“价格嘛……”
苏长青伸出两根手指。
“按松江府棉价的两成收。”
“两成?!”裴瑾惊呼,“他们肯卖?”
“他们会卖的。”
苏长青十分笃定。
“因为他们的船要过狮子海峡。如果不想交重税,就得拿棉花来抵。”
裴瑾虽然不懂这个词,但她听懂了背后的逻辑。
用极低的价格掠夺原料,用机器生产出商品,再高价卖出去。
“那这一百台机器产出的布,卖给谁?”裴瑾又问。
“大宁的百姓。”
苏长青站起身。
“还有扶桑,高丽,甚至卖回给那些种棉花的土著。”
“只要我们的布够便宜,够结实。”
“这天下的裁缝铺,就得关门一大半。”
正说着,柳一白求见。
他现在已经是工部主事,身上少了几分书卷气,多了几分干练。
他的袖口甚至沾着些许机油。
“王爷。
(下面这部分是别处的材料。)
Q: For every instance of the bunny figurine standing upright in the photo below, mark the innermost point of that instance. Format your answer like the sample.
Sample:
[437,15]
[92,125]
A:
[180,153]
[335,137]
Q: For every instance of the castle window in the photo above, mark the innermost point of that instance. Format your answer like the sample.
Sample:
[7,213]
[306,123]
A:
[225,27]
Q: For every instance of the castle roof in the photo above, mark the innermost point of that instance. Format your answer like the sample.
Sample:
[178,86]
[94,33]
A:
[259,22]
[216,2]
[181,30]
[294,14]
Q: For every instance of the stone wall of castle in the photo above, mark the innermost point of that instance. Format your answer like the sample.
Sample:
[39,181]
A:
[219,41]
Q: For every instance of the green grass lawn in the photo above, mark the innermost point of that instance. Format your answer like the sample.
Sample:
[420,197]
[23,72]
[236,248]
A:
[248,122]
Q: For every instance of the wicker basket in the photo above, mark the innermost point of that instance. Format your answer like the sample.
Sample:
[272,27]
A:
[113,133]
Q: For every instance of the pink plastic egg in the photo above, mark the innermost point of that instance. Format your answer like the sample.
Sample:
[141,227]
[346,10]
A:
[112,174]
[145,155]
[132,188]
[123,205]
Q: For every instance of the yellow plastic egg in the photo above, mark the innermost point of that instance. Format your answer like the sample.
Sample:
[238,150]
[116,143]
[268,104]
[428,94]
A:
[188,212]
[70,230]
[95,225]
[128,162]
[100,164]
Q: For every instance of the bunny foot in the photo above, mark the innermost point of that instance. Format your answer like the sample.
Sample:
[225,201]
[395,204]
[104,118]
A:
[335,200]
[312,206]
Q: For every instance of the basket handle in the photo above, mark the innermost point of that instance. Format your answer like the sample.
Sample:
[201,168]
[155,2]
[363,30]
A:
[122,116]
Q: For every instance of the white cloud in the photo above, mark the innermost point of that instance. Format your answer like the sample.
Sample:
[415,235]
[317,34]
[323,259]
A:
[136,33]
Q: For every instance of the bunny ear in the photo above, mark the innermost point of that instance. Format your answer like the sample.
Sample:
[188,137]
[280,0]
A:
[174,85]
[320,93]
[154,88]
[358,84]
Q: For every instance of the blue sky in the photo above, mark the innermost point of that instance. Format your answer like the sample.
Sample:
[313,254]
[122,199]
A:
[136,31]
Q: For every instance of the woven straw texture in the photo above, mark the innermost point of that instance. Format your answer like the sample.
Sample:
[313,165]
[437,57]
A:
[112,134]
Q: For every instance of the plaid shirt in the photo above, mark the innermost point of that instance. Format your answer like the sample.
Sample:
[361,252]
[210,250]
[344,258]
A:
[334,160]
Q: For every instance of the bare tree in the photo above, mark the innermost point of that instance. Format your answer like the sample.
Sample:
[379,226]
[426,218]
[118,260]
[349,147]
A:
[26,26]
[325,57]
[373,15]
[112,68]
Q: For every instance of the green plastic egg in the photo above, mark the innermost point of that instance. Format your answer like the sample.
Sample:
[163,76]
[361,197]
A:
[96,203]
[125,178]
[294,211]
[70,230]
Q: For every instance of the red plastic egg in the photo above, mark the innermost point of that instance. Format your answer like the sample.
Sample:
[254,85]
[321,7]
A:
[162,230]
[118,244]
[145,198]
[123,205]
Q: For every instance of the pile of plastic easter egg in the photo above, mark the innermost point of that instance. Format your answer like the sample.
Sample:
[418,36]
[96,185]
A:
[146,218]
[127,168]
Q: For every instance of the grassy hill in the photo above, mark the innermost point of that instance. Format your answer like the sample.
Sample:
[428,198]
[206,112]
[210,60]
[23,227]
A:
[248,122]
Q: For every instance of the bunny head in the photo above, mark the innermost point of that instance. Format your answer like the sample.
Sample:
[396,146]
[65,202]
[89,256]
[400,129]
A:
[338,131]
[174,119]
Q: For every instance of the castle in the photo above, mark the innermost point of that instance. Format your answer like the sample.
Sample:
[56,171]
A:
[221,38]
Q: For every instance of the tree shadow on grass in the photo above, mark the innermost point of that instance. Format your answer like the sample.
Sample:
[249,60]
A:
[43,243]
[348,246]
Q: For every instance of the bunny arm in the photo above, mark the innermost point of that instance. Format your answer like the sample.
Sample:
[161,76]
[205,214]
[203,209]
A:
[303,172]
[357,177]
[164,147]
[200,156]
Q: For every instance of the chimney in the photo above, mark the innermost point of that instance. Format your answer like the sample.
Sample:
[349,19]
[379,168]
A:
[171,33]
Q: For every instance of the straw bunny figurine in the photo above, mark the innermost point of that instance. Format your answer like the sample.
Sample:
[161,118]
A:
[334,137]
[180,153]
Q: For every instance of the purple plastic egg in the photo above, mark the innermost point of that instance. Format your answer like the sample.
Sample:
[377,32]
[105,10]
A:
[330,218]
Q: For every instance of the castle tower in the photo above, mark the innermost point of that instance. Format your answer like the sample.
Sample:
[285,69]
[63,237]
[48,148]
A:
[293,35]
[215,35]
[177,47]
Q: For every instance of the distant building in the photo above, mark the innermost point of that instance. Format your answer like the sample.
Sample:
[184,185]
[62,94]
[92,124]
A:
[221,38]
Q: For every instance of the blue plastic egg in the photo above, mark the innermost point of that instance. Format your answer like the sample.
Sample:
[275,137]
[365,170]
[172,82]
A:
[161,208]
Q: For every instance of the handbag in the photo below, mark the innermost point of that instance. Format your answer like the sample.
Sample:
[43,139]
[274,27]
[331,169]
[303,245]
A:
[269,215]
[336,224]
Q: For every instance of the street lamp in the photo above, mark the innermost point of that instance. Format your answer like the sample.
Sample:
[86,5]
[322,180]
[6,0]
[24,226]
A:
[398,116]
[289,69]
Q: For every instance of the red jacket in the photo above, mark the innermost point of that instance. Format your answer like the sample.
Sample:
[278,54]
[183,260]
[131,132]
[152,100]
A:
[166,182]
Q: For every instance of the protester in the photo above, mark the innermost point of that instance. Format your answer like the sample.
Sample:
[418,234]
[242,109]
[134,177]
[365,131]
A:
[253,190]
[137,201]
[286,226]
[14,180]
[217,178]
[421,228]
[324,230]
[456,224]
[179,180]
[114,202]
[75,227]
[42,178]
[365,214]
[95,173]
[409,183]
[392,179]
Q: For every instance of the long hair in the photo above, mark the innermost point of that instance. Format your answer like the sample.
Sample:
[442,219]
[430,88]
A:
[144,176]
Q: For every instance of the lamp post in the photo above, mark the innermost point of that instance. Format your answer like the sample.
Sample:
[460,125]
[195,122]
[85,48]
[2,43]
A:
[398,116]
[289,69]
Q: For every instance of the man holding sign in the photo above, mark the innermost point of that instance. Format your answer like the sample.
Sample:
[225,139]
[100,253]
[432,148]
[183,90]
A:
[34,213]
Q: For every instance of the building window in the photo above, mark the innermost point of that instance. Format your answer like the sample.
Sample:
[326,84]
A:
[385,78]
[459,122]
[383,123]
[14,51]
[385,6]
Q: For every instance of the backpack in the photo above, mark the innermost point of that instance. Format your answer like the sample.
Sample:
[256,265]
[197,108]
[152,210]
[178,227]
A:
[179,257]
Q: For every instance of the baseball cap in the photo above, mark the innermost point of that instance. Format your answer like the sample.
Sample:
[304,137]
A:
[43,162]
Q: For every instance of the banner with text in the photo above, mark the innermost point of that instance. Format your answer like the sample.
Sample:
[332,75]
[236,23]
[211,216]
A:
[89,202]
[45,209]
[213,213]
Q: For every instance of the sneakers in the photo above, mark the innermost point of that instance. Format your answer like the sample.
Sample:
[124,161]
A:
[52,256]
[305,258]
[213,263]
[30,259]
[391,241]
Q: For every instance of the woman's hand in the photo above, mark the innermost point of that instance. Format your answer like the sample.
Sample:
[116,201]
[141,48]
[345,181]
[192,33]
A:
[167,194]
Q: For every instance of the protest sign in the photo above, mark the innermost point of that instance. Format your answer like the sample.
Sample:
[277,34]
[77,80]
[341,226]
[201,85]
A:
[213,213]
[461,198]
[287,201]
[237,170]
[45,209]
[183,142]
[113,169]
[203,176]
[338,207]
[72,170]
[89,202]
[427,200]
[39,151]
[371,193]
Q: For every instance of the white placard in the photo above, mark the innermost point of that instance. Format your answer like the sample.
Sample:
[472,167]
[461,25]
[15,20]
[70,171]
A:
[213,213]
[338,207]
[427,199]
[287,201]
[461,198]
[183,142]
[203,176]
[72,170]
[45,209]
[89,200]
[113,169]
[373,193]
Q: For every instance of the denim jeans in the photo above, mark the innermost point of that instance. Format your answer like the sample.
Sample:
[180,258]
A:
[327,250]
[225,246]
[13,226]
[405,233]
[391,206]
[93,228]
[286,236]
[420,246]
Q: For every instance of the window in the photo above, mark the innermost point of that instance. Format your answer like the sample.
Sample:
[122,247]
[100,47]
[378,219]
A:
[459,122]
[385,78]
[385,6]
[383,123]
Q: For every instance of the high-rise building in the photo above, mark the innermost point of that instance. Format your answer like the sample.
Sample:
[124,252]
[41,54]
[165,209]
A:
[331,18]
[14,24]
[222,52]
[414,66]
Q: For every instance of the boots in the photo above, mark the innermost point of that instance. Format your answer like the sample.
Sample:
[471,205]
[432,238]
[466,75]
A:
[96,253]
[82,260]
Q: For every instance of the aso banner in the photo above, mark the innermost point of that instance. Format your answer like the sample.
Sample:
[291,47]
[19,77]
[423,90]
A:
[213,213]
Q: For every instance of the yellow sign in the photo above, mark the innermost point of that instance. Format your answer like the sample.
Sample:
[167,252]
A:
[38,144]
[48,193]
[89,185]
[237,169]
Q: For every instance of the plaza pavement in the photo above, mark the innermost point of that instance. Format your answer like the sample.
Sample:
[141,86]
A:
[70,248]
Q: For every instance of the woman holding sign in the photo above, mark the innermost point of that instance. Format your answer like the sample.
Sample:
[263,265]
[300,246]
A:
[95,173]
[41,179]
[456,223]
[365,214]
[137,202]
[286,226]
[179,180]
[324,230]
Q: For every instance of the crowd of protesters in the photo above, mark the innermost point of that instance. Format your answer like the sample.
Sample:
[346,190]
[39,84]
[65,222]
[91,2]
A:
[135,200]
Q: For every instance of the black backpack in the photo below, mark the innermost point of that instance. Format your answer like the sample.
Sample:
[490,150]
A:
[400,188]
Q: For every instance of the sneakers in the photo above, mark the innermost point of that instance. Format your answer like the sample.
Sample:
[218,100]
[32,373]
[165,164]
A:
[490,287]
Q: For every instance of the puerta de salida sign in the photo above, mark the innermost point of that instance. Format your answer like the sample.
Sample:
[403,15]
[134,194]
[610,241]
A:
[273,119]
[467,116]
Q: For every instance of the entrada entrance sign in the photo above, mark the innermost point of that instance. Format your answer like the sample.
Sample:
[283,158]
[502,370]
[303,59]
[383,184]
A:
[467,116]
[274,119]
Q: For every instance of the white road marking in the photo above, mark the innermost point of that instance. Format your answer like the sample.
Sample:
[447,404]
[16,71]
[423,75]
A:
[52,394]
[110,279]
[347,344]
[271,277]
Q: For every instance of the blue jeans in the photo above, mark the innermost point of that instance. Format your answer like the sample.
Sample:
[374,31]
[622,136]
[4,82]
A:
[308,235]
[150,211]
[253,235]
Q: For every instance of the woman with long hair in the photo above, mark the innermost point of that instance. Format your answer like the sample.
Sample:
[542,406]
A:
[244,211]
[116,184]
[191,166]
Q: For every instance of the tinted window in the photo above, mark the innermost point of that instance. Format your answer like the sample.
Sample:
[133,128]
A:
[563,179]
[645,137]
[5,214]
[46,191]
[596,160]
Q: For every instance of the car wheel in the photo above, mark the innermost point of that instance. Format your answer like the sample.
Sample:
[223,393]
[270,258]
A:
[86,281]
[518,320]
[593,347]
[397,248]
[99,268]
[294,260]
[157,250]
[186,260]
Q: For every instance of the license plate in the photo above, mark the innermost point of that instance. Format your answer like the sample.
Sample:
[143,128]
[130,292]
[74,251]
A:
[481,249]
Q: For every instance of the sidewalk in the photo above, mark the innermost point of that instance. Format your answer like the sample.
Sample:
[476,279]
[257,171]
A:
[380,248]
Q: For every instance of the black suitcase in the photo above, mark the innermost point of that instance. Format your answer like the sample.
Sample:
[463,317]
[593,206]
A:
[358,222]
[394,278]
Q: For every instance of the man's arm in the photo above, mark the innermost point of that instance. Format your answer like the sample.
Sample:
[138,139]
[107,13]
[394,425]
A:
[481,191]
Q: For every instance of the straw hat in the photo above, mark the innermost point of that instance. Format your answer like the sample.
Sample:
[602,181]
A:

”
柳一白行礼后,递上一份名册。
“青云学堂的第一批学生,共三百二十人,已经完成了基础算学和机械制图的考核。”
“其中优等生五十人,可以直接上手操作机床。”
“很好。”
苏长青接过名册。
“全部调入科学院和即将建立的纺织厂。”
“告诉他们,工钱按技师标准发,每月五两银子,包吃住。”
“去办吧。”
柳一白领命而去。
苏长青走到窗前,看着外面熙熙攘攘的京城街道。
街道上,大多数百姓还穿着粗糙的土布衣服,有些甚至衣衫褴褛。
“裴瑾。”
“在。”
“准备一下。纺织厂建成之日,就是大宁布价腰斩之时。”
苏长青的声音平静而有力。
“我要让大宁的每一个百姓,不管是种地的还是拉车的,今年冬天都能穿上一身新棉衣。”
“这不仅是生意。”
“这是大宁新政的第一次分红。”
裴瑾看着那个背影,心中涌起一股暖流。
这个男人,在海外是冷血的掠夺者。
但在国内,他确实在履行着当初对先帝的承诺。
让百姓吃饱,穿暖。
“是,王爷。”
裴瑾郑重应道。
天佑三年的夏天,京城的知了叫得格外响。
在西郊那片刚被圈起来的荒地上,第一根巨大的烟囱正在工匠们的号子声中,缓缓竖起。